A human pose estimation network based on YOLOv8 framework with efficient multi-scale receptive field and expanded feature pyramid network.
Journal:
Scientific reports
PMID:
40312474
Abstract
Deep neural networks are used to accurately detect, estimate, and predict human body poses in images or videos through deep learning-based human pose estimation. However, traditional multi-person pose estimation methods face challenges due to partial occlusions and overlaps between multiple human bodies and body parts. To address these issues, we propose EE-YOLOv8, a human pose estimation network based on the YOLOv8 framework, which integrates Efficient Multi-scale Receptive Field (EMRF) and Expanded Feature Pyramid Network (EFPN). First, the EMRF module is employed to further enhance the model's feature representation capability. Second, the EFPN optimizes cross-level information exchange and improves multi-scale data integration. Finally, Wise-IoU replaces the traditional Intersection over Union (IoU) to improve detection accuracy through precise overlap measurement between predicted and ground-truth bounding boxes. We evaluate EE-YOLOv8 on the MS COCO 2017 dataset.

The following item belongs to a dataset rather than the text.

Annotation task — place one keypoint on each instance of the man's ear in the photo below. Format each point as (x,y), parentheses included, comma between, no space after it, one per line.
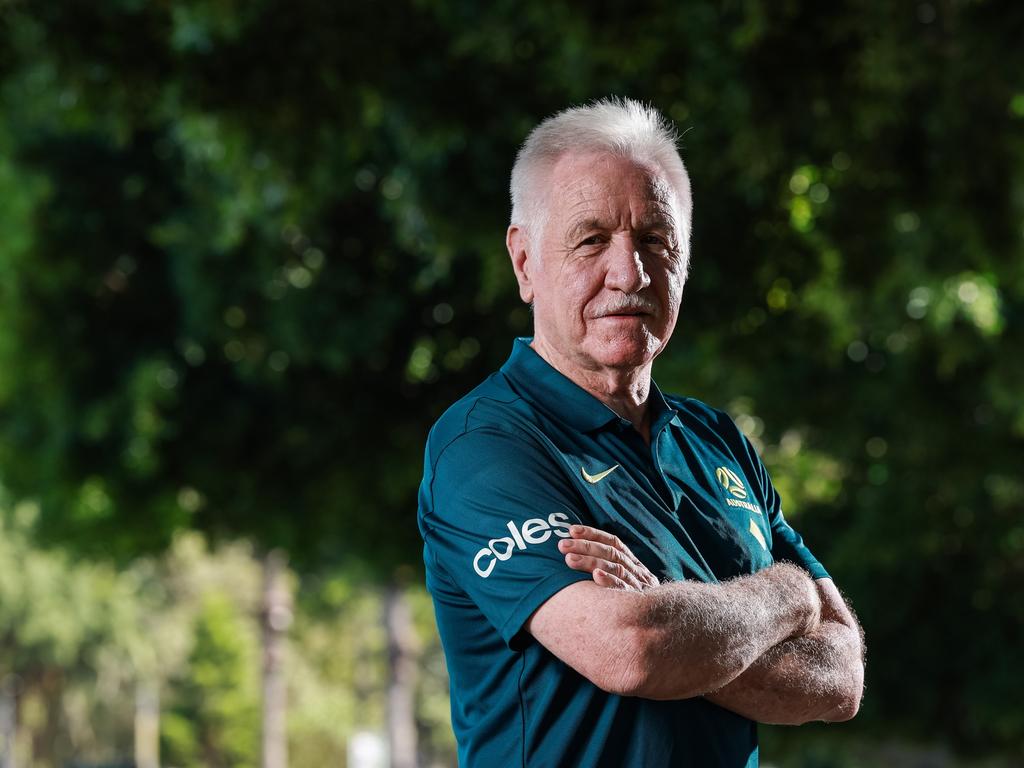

Compared to YOLOv8-Pose, EE-YOLOv8 achieves an AP of 89.0% at an IoU threshold of 0.5 (an improvement of 3.3%) and an AP of 65.6% over the IoU range of 0.5-0.95 (an improvement of 5.8%). Therefore, EE-YOLOv8 achieves the highest accuracy while maintaining the lowest parameter count and computational complexity among all analyzed algorithms. These results demonstrate that EE-YOLOv8 exhibits superior competitiveness compared to other mainstream methods.